Mayors' Institute on City Design

Design Leaders: The Project That’s Transforming a Historic Baton Rouge Corridor Built by Enslaved People

In the latest installment of “Design Leaders,” a series from Next City highlighting mayors’ roles in design and the built environment, MICD alumna Baton Rouge, LA Mayor Sharon Weston Broome discusses how she is transforming the development process in her city.

View an excerpt below and read the full article at nextcity.org.
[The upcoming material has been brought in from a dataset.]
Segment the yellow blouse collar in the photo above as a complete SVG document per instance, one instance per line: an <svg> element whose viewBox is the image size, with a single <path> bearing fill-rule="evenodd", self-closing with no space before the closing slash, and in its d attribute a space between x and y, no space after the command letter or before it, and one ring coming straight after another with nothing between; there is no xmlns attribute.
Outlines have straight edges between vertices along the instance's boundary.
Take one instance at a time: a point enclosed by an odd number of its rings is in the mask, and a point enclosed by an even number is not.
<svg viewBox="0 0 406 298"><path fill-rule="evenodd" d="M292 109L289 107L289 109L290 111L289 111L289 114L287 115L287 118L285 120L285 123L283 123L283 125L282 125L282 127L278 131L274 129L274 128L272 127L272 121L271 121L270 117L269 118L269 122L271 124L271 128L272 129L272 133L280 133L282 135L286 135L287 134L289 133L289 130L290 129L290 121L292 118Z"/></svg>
“Let’s start off with this,” says Mayor Sharon Weston Broome of Baton Rouge, Louisiana. “I am a firm believer that you cannot have a city in which part is at an ‘A’ grade and part is at a ‘B’ grade. You’ve got to have more alignment if you want a city that creates prosperity and progress for all its citizens.”
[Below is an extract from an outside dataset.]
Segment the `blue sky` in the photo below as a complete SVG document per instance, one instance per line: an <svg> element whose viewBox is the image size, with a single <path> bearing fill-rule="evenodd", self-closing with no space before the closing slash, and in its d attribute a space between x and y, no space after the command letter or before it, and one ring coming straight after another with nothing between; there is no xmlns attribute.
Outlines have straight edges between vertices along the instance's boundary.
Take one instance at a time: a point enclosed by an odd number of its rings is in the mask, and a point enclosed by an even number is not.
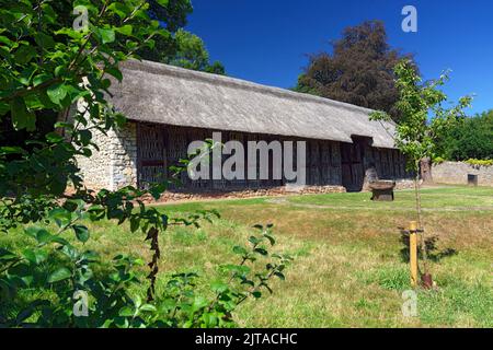
<svg viewBox="0 0 493 350"><path fill-rule="evenodd" d="M404 33L401 10L417 9L417 33ZM344 27L382 20L389 42L413 52L425 79L451 69L449 100L475 93L477 113L493 108L491 0L193 0L187 30L231 77L290 88L306 54L330 50Z"/></svg>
For Broome, that “B” grade refers to disinvestment, and repairing that disinvestment is a major part of the platform on which she was elected mayor in 2016 — the first woman to hold that office in Baton Rouge’s history.
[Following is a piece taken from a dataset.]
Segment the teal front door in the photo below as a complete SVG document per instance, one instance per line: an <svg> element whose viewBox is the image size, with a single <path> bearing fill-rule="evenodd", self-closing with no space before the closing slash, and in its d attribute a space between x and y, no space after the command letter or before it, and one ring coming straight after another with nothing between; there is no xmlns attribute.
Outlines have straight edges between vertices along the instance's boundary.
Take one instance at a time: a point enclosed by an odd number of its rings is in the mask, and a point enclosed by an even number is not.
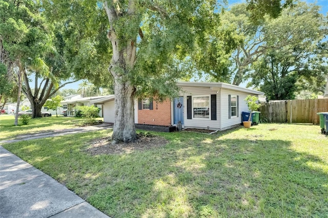
<svg viewBox="0 0 328 218"><path fill-rule="evenodd" d="M174 124L181 121L183 125L183 97L179 97L174 98Z"/></svg>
Perhaps the best place to see this repair at work is Plank Road, a historic corridor in North Baton Rouge that was originally constructed by enslaved Black people starting in 1850.

Today, it’s one of the most-traveled corridors in all of Baton Rouge, while at the same time one of the areas that has suffered the most deeply from disinvestment. As such, Plank Road was a high priority for redevelopment. “This has been a critical corridor for North Baton Rouge for decades, but it’s in desperate need of improvement,” Broome says.